Yeah, I don't think this will be an issue. Growing up my mother wanted me to be a nurse (because I was so patient...which is funny to those of you who know me now.) and my father wanted me to be an astrophysicist (I don't even know what that is!). I, being the stubborn child that I was, left home at age 17 to do what I wanted and just be me, whoever that me turned out to be. It's taken some years but I am doing what I love and am passionate about. I am a professional artist. My paintings are in many galleries and my career seems to be doing really well. I did also get my masters in math education and a teaching credential, but truthfully, I WANTED to do that and I actually enjoy teaching math (although I would rather paint any day rather than teach if given the choice). I can honsetly say that I have lived my life the way I wanted to live it.

2. "I wish I didn't work so hard."
Okay, maybe this will be a regret. I do still need to find a balance between work and play in my life (see previous post about finding balance), but being a hard worker is what has gotten me this far in life. Sure I have made some sacrifices for work, but it has no where near taken over my life. Balance is the key and I am working on finding it.

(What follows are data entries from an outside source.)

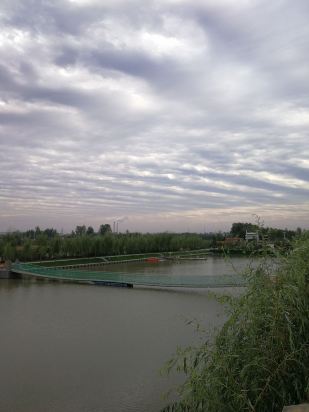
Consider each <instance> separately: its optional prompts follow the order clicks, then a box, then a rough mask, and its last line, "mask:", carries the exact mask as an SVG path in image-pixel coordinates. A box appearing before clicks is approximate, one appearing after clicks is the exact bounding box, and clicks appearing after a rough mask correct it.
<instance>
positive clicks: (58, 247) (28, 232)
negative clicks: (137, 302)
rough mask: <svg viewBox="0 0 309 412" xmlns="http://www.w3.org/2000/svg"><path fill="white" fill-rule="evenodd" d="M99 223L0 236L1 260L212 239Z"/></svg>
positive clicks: (26, 260) (201, 237)
mask: <svg viewBox="0 0 309 412" xmlns="http://www.w3.org/2000/svg"><path fill="white" fill-rule="evenodd" d="M109 228H110V227H109V225H101V226H100V229H99V231H98V232H97V233H95V232H94V231H93V232H92V231H91V230H89V228H85V226H77V227H76V230H75V231H73V232H72V233H71V234H70V235H61V234H59V233H58V232H57V231H56V230H55V229H45V230H38V228H36V229H35V230H30V231H26V232H13V233H8V234H5V235H3V236H2V237H1V238H0V256H1V257H2V260H11V261H14V260H16V259H18V260H21V261H31V260H43V259H61V258H79V257H96V256H110V255H123V254H138V253H151V252H154V253H155V252H167V251H177V250H194V249H203V248H207V247H209V246H210V244H211V242H210V241H209V240H207V239H205V238H203V236H202V235H199V234H188V233H187V234H186V233H185V234H175V233H155V234H151V233H147V234H141V233H118V234H117V233H112V232H111V230H109Z"/></svg>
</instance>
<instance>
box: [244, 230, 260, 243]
mask: <svg viewBox="0 0 309 412" xmlns="http://www.w3.org/2000/svg"><path fill="white" fill-rule="evenodd" d="M245 239H246V241H249V240H256V241H257V242H258V241H259V232H247V231H246V236H245Z"/></svg>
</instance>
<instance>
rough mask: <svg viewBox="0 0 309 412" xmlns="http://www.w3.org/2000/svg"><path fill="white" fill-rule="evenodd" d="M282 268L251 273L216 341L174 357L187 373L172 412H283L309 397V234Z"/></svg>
mask: <svg viewBox="0 0 309 412" xmlns="http://www.w3.org/2000/svg"><path fill="white" fill-rule="evenodd" d="M308 234H309V233H308V232H307V233H305V234H304V235H303V236H302V237H301V238H299V239H297V240H295V241H294V244H293V250H292V251H291V252H290V253H289V255H288V256H286V257H282V258H280V263H279V266H276V267H274V266H270V265H269V264H268V263H267V262H268V261H267V260H265V261H263V263H261V264H260V265H259V267H258V268H257V269H254V270H250V271H249V273H248V274H247V275H246V276H247V277H248V288H247V289H246V292H245V293H244V294H242V295H241V296H240V297H238V298H227V301H228V312H229V317H228V320H227V321H226V323H225V324H224V326H223V327H222V329H221V330H220V331H219V333H218V334H217V335H216V337H215V339H214V341H213V342H212V343H211V342H209V341H207V342H205V343H204V344H203V345H202V346H200V347H198V348H194V349H188V350H184V351H183V352H182V354H181V355H178V356H177V357H175V358H174V359H173V360H171V361H170V362H169V363H168V365H167V369H168V370H169V369H171V368H174V367H176V368H177V369H178V370H182V371H183V372H184V373H185V374H186V381H185V383H184V385H183V386H182V387H181V388H180V389H179V390H180V401H178V402H176V403H173V404H170V405H169V406H167V407H166V408H165V409H164V412H168V411H169V412H171V411H175V412H176V411H188V412H189V411H190V412H191V411H192V412H197V411H207V412H223V411H224V412H228V411H231V412H232V411H233V412H234V411H236V412H239V411H251V412H266V411H267V412H271V411H280V412H281V411H282V408H283V406H284V405H290V404H296V403H300V402H302V401H306V400H307V399H308V387H309V385H308V370H309V339H308V337H309V287H308V278H309V236H308Z"/></svg>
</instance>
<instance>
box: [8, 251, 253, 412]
mask: <svg viewBox="0 0 309 412" xmlns="http://www.w3.org/2000/svg"><path fill="white" fill-rule="evenodd" d="M233 262H234V264H235V266H237V267H238V268H239V267H244V265H245V264H246V261H245V260H244V259H233ZM112 268H113V269H112ZM110 269H112V270H121V271H127V270H129V271H131V270H132V271H134V272H137V271H141V272H143V273H147V272H149V271H150V272H153V271H158V272H160V273H178V274H179V273H188V271H189V273H196V274H201V273H205V274H216V273H217V274H227V273H231V272H232V271H233V269H232V267H231V265H230V264H229V263H227V262H225V261H224V260H223V259H221V258H209V259H208V260H207V261H205V262H202V261H201V262H187V263H181V264H170V263H168V264H163V265H161V264H159V265H149V264H148V265H145V264H130V265H126V266H122V265H117V266H116V265H115V266H114V265H111V266H109V267H108V270H110ZM105 270H106V269H105ZM190 319H198V320H199V321H200V322H201V323H202V324H203V326H204V327H205V329H206V332H209V331H210V330H212V328H213V327H214V326H215V325H218V324H220V323H221V322H222V320H223V310H222V307H221V306H220V305H219V304H218V303H217V302H216V301H215V300H213V299H212V298H210V297H209V296H208V292H207V291H206V290H199V291H194V290H191V291H190V290H174V289H173V290H163V289H161V290H158V289H143V288H140V289H138V288H137V289H135V288H134V289H123V288H107V287H96V286H85V285H77V284H76V285H75V284H62V283H49V282H45V281H41V282H39V281H37V282H35V281H33V282H31V281H22V280H1V281H0V327H1V338H0V351H1V368H0V391H1V395H0V411H1V412H41V411H42V412H43V411H44V412H122V411H128V412H129V411H132V412H133V411H134V412H152V411H159V410H160V408H161V407H162V406H164V405H165V403H166V401H164V400H163V399H162V394H163V393H164V392H165V391H167V390H168V389H170V388H171V387H172V386H173V385H175V384H177V383H179V382H180V379H181V377H180V376H172V377H171V378H166V377H165V378H164V377H162V376H160V374H159V369H160V368H161V367H162V365H163V364H164V362H165V361H166V360H168V359H169V358H170V356H171V355H172V354H173V353H174V351H175V349H176V347H177V346H179V345H188V344H192V343H195V342H198V341H199V339H201V338H200V337H199V336H197V335H196V333H195V332H194V329H193V327H192V326H190V325H187V323H186V320H190Z"/></svg>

3. I wish I had the courage to express my feelings.
ANYONE that knows me knows that I'm pretty good at expressing my feelings. Some (ahem, my husband and family) may even say that I express them too much. Being an artist and former musician has helped with this. Whatever I couldn't express with with words I was always able to express with art or songs.

4. I wish I had stayed in touch with my friends.
This one is something I will probably regret. I'm just not good at staying in touch. I'm not a fan of talking on the phone, which can make keeping in touch a problem. Now with Facebook, texting, and email I am better at keeping in touch, but it's never been something I have been good at. I'm just not a very social person so it usually doesn't occur to me to reach out to someone unless there's a reason. I'm a horrible friend, I know. I'll work on this one.

5. I wish I had let myself be happier.
Hmmm, well, who couldn't be happier? If our choices decide what makes us happy, I'm sure there is always something more we can do to be happier. I think I am a decently happy person. Could I be happier? Sure. Everyone could be. Definitely something I will always be working on.

So, after reading this list, what will your regrets be?